HP new computer architecture will push regular technology and transition to custom OS and memristors sometime over the next five years

HP new computer architecture called the machine will not have memristors in its early versions.

The machine is to ahve specialized cores, a purpose-built open source operating system optimized for non-volatile systems, and was to have: memristor non-volatile memory, a special kind of resistor circuit that functions as both storage and memory.

HP will use DRAM memory for its prototype, and will convert the shared memory pool to non-volatile memory, for example phase change memory, in future versions.

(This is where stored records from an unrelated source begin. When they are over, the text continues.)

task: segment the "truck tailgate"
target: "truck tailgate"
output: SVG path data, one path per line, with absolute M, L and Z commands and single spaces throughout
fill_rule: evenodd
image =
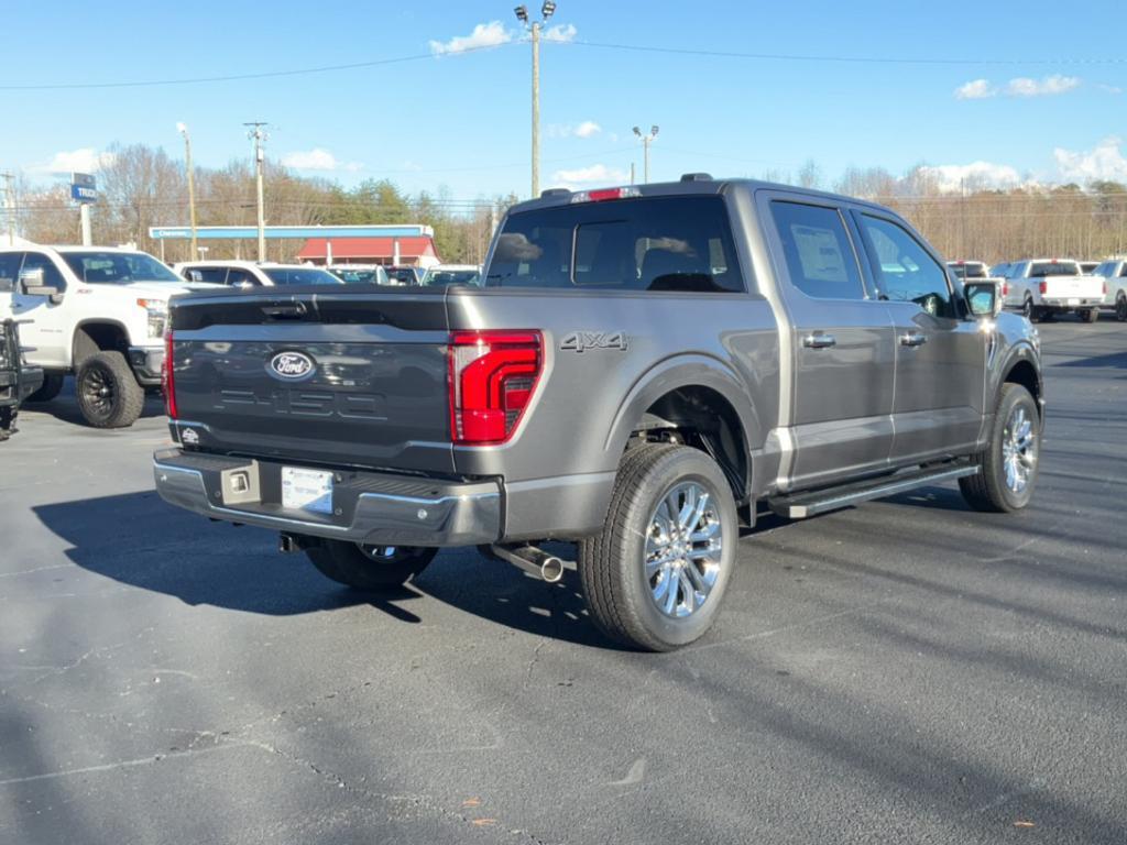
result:
M 174 301 L 185 445 L 452 473 L 444 292 L 196 294 Z

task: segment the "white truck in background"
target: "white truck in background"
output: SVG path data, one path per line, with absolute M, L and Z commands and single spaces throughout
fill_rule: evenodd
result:
M 1075 311 L 1084 322 L 1100 319 L 1107 279 L 1085 276 L 1080 265 L 1063 258 L 1031 258 L 1010 265 L 1005 277 L 1006 308 L 1030 320 L 1048 322 Z
M 28 402 L 45 402 L 74 375 L 82 417 L 122 428 L 159 390 L 168 301 L 194 287 L 147 252 L 107 247 L 0 248 L 0 320 L 24 322 L 27 361 L 44 371 Z

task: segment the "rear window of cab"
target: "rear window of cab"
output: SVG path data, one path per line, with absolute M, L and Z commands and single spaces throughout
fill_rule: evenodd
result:
M 509 214 L 485 286 L 745 290 L 728 211 L 719 196 L 633 197 Z

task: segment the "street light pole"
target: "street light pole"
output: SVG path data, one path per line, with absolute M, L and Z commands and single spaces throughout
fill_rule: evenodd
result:
M 649 184 L 649 145 L 654 143 L 654 139 L 657 137 L 657 126 L 649 127 L 649 134 L 641 134 L 641 130 L 635 126 L 635 134 L 641 139 L 641 150 L 642 150 L 642 184 Z
M 188 217 L 192 223 L 192 251 L 188 254 L 194 259 L 196 257 L 196 174 L 192 167 L 192 139 L 188 136 L 188 127 L 176 124 L 176 128 L 184 135 L 184 163 L 188 171 Z
M 263 202 L 263 169 L 266 162 L 266 155 L 263 151 L 263 142 L 266 140 L 266 131 L 263 128 L 266 124 L 261 121 L 254 121 L 250 123 L 242 124 L 243 126 L 250 126 L 250 132 L 247 133 L 247 137 L 250 137 L 255 142 L 255 179 L 257 181 L 258 190 L 258 260 L 266 260 L 266 211 L 264 208 Z
M 556 3 L 544 0 L 540 7 L 540 20 L 529 19 L 529 9 L 517 6 L 513 12 L 524 24 L 532 41 L 532 196 L 540 196 L 540 30 L 556 12 Z

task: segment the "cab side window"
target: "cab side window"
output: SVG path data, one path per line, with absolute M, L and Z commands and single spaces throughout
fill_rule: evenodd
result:
M 836 208 L 771 203 L 791 284 L 817 300 L 863 300 L 857 257 Z
M 63 274 L 59 272 L 55 267 L 55 263 L 52 261 L 47 256 L 42 252 L 27 252 L 24 255 L 24 266 L 20 273 L 26 273 L 27 270 L 43 270 L 43 284 L 47 287 L 54 287 L 56 291 L 65 291 L 66 282 L 63 278 Z
M 23 258 L 23 252 L 0 252 L 0 293 L 11 293 L 16 290 Z
M 860 214 L 858 222 L 884 299 L 914 302 L 934 317 L 958 317 L 947 273 L 920 241 L 889 220 Z

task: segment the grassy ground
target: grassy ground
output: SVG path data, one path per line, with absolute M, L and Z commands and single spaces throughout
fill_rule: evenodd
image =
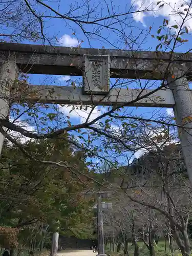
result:
M 146 246 L 141 242 L 138 242 L 139 247 L 139 256 L 148 256 L 150 252 Z M 111 251 L 110 245 L 108 245 L 105 248 L 105 253 L 110 254 L 111 256 L 123 256 L 124 255 L 123 250 L 119 252 L 113 252 Z M 178 249 L 177 247 L 175 246 L 176 250 L 174 252 L 175 256 L 181 256 L 180 251 Z M 165 251 L 165 241 L 160 241 L 157 245 L 155 246 L 156 256 L 171 256 L 171 253 L 168 247 L 168 243 L 167 243 L 167 248 L 166 251 Z M 116 251 L 116 249 L 115 250 Z M 134 253 L 134 247 L 132 243 L 129 243 L 128 246 L 128 250 L 130 256 L 133 256 Z

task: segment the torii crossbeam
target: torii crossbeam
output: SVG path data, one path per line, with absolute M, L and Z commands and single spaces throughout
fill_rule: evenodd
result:
M 185 129 L 179 133 L 192 185 L 192 123 L 183 121 L 192 115 L 191 91 L 188 83 L 192 80 L 191 54 L 1 43 L 0 64 L 2 118 L 9 113 L 7 99 L 48 103 L 173 107 L 177 124 Z M 168 89 L 147 97 L 144 96 L 153 91 L 111 90 L 109 86 L 110 77 L 164 79 L 168 67 L 173 72 L 166 77 Z M 23 91 L 18 91 L 15 83 L 13 84 L 18 68 L 31 74 L 82 75 L 83 86 L 24 84 Z M 137 100 L 141 96 L 142 99 Z M 3 142 L 1 135 L 0 149 Z

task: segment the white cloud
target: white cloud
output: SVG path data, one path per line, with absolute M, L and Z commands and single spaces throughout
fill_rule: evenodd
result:
M 79 42 L 77 38 L 72 37 L 69 35 L 65 34 L 58 40 L 58 44 L 62 46 L 77 47 Z
M 59 111 L 66 116 L 78 118 L 80 119 L 80 123 L 83 123 L 86 121 L 92 108 L 91 106 L 82 106 L 81 109 L 80 109 L 80 105 L 59 106 Z M 89 121 L 95 119 L 102 113 L 101 108 L 99 106 L 96 106 L 92 112 L 89 119 Z
M 132 0 L 132 4 L 136 10 L 142 10 L 145 8 L 148 10 L 153 10 L 153 11 L 140 12 L 134 14 L 134 18 L 137 22 L 141 22 L 144 25 L 144 18 L 147 16 L 158 17 L 163 16 L 167 18 L 169 20 L 169 25 L 177 24 L 181 25 L 183 20 L 182 17 L 185 15 L 182 14 L 176 14 L 176 12 L 183 12 L 186 13 L 184 9 L 188 9 L 187 3 L 190 2 L 189 0 L 164 0 L 157 5 L 158 0 Z M 159 7 L 164 4 L 162 7 Z M 182 6 L 183 5 L 183 6 Z M 191 13 L 191 9 L 190 12 Z M 185 26 L 189 28 L 192 27 L 192 20 L 190 16 L 188 17 Z
M 60 77 L 59 77 L 58 80 L 59 81 L 65 81 L 66 82 L 67 81 L 69 81 L 71 80 L 71 76 L 61 76 Z
M 174 116 L 174 110 L 173 109 L 166 109 L 166 113 L 168 116 Z

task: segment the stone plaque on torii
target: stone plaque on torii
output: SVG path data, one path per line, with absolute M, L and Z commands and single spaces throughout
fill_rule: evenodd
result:
M 185 127 L 179 135 L 192 184 L 192 123 L 183 124 L 185 118 L 192 115 L 191 91 L 188 83 L 192 78 L 192 54 L 170 54 L 1 43 L 0 117 L 8 115 L 7 99 L 12 102 L 174 108 L 177 124 Z M 110 88 L 110 77 L 164 79 L 169 66 L 174 75 L 167 77 L 169 89 Z M 24 73 L 83 75 L 84 85 L 80 88 L 23 84 L 18 91 L 16 84 L 13 84 L 18 69 Z M 3 142 L 1 134 L 0 150 Z

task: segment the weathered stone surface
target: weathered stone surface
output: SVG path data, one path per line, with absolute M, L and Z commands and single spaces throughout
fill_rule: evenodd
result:
M 85 54 L 109 55 L 111 77 L 116 78 L 163 79 L 170 59 L 169 53 L 0 44 L 0 62 L 13 60 L 29 73 L 81 76 Z M 191 54 L 174 54 L 172 61 L 191 80 Z
M 160 106 L 172 108 L 175 100 L 169 90 L 160 90 L 155 93 L 139 101 L 137 98 L 146 95 L 152 90 L 126 89 L 113 89 L 105 96 L 82 94 L 81 88 L 52 86 L 26 86 L 26 89 L 13 90 L 14 101 L 30 101 L 45 103 L 112 105 L 124 104 L 133 106 Z
M 110 82 L 110 61 L 109 55 L 84 55 L 84 93 L 108 93 Z

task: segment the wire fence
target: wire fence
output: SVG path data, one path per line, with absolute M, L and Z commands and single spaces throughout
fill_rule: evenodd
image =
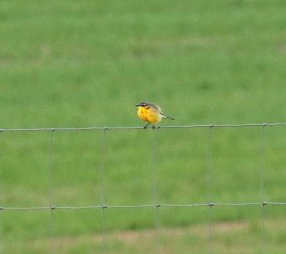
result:
M 86 127 L 86 128 L 29 128 L 29 129 L 0 129 L 0 133 L 5 132 L 35 132 L 35 131 L 48 131 L 50 132 L 50 139 L 49 144 L 49 182 L 50 182 L 50 206 L 43 207 L 6 207 L 0 206 L 0 232 L 2 231 L 2 219 L 1 212 L 3 210 L 50 210 L 50 252 L 55 253 L 54 242 L 54 219 L 53 213 L 55 210 L 80 210 L 80 209 L 102 209 L 102 234 L 103 236 L 103 253 L 107 251 L 108 243 L 106 241 L 105 236 L 106 234 L 105 229 L 106 218 L 105 211 L 106 209 L 113 208 L 122 208 L 122 209 L 132 209 L 138 208 L 154 207 L 156 209 L 155 221 L 154 222 L 156 234 L 156 250 L 155 252 L 159 252 L 160 251 L 159 242 L 159 213 L 158 212 L 160 207 L 209 207 L 208 209 L 208 249 L 209 252 L 212 253 L 212 210 L 214 206 L 261 206 L 262 209 L 262 221 L 263 224 L 263 242 L 264 247 L 263 252 L 266 252 L 265 245 L 266 244 L 266 234 L 265 224 L 265 206 L 268 205 L 279 205 L 285 206 L 285 202 L 271 202 L 265 200 L 265 129 L 266 127 L 273 126 L 286 126 L 286 123 L 261 123 L 261 124 L 210 124 L 210 125 L 197 125 L 188 126 L 159 126 L 156 127 L 155 138 L 154 141 L 154 147 L 153 148 L 153 158 L 152 158 L 152 170 L 153 174 L 153 198 L 154 203 L 151 204 L 145 204 L 134 205 L 115 205 L 108 204 L 105 202 L 104 193 L 104 156 L 105 154 L 105 145 L 106 143 L 106 132 L 108 130 L 129 130 L 134 129 L 143 129 L 142 127 Z M 260 141 L 260 164 L 261 164 L 261 202 L 242 202 L 242 203 L 219 203 L 212 202 L 210 197 L 211 194 L 211 144 L 212 138 L 212 130 L 214 128 L 236 128 L 236 127 L 262 127 L 261 141 Z M 149 127 L 148 128 L 150 128 Z M 175 128 L 208 128 L 208 137 L 207 140 L 207 150 L 206 155 L 206 182 L 207 182 L 207 202 L 204 203 L 186 203 L 183 204 L 164 204 L 160 203 L 158 197 L 157 192 L 157 172 L 156 171 L 156 152 L 157 151 L 158 144 L 158 134 L 160 129 L 175 129 Z M 101 144 L 101 154 L 100 162 L 99 166 L 99 172 L 100 175 L 100 184 L 101 185 L 100 193 L 100 205 L 86 206 L 55 206 L 53 205 L 53 133 L 56 131 L 84 131 L 86 130 L 101 130 L 103 131 Z M 0 150 L 0 161 L 2 159 L 2 153 Z M 0 204 L 1 205 L 1 204 Z M 0 233 L 0 252 L 2 252 L 2 239 L 4 237 L 3 234 Z

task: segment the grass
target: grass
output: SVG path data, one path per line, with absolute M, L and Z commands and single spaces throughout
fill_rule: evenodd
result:
M 143 100 L 176 118 L 161 125 L 285 122 L 285 9 L 280 0 L 1 1 L 0 128 L 143 126 Z M 212 129 L 208 199 L 209 129 L 159 129 L 158 203 L 260 202 L 262 172 L 264 200 L 285 202 L 286 130 L 265 128 L 264 171 L 262 131 Z M 105 203 L 154 203 L 156 131 L 106 131 Z M 54 132 L 50 164 L 50 133 L 1 133 L 0 206 L 101 205 L 103 134 Z M 264 232 L 267 251 L 282 253 L 283 206 L 266 206 L 265 231 L 261 207 L 213 207 L 212 252 L 259 253 Z M 105 210 L 109 252 L 155 249 L 154 208 Z M 208 252 L 207 207 L 159 215 L 162 252 Z M 56 252 L 102 249 L 101 209 L 53 216 Z M 4 209 L 0 223 L 3 252 L 50 251 L 50 211 Z

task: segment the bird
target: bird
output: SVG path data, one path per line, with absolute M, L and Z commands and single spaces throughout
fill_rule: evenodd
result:
M 160 122 L 162 118 L 175 120 L 174 118 L 166 116 L 161 108 L 155 104 L 143 101 L 135 106 L 138 107 L 137 112 L 138 116 L 142 120 L 148 122 L 148 124 L 144 126 L 144 129 L 146 129 L 151 123 L 154 124 L 152 128 L 155 129 L 155 125 Z

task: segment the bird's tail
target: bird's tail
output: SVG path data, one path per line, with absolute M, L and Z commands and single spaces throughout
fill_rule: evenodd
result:
M 166 118 L 168 118 L 168 119 L 171 119 L 171 120 L 174 120 L 175 119 L 174 118 L 172 118 L 171 117 L 168 117 L 167 116 L 165 116 L 166 117 Z

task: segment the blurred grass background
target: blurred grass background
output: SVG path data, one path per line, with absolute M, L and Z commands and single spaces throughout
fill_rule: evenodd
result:
M 285 122 L 286 3 L 281 0 L 0 2 L 0 128 Z M 108 130 L 107 204 L 153 204 L 153 130 Z M 204 203 L 205 129 L 158 130 L 158 203 Z M 210 198 L 261 201 L 261 127 L 212 130 Z M 265 200 L 285 202 L 286 129 L 265 131 Z M 0 206 L 100 205 L 103 131 L 0 133 Z M 51 189 L 52 193 L 51 193 Z M 213 253 L 282 253 L 283 206 L 214 207 Z M 159 209 L 164 253 L 208 252 L 208 208 Z M 49 253 L 50 212 L 0 213 L 3 253 Z M 100 251 L 102 211 L 53 212 L 57 253 Z M 109 252 L 156 249 L 154 209 L 105 212 Z M 263 240 L 266 235 L 266 243 Z

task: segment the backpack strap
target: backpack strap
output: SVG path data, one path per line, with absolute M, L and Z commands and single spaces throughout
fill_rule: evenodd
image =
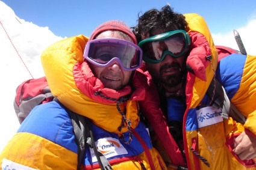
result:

HP had said the Machine would rely on a memristor, which is a kind of digital memory that has been talked about for four decades, but has been difficult to bring into commercial use. The company expects to spend close to $500 million on the Machine as it develops the many-years-off computer, putting it on a par with its move from selling computer servers to offering cloud computing systems.

Martin Fink, HP’s chief technology officer, repositioned the Machine as a “memory-driven computer architecture,” which focuses on the large amounts of data stored, rather than the processing power.

Memristors were barely in sight. A prototype of the new computer could be out next year, Mr. Fink said, based on more conventional DRAM memory. Instead of a special-purpose computer operating system, he said, the Machine will initially have a version of the popular Linux system.

Memristors are still on the table and HP is aiming to have them inside the system when it makes its market debut five years from now.

Next year’s promised Machine could still be impressive. Mr. Fink said it would have 320 terabytes of memory, compared with 12 terabytes in the most memory-rich computers HP now offers.

If HP can build a market for the tech, it wants to shrink down the Machine, Mr. Fink said. Devices that now rely on cloud computing for much of their functionality, like smartphones, could become self-contained objects, capable of memory-intensive things like voice recognition and language translation without calling on external computers.

Specialized processing was one of the hallmarks of the original announcement. The right compute for the right workload would make it possible to achieve a factor of six times performance increase using 80 times less energy, HP said a year ago. Since repositioning the Machine as a “memory-driven computer architecture” last week, the messaging has focused more on the democratization of fast memory and less on processing power. While power-efficient memory is crucial for reaching computing milestones, such as exascale, it was the combining of component technologies into a single project that made the Machine such a radical departure from the status quo.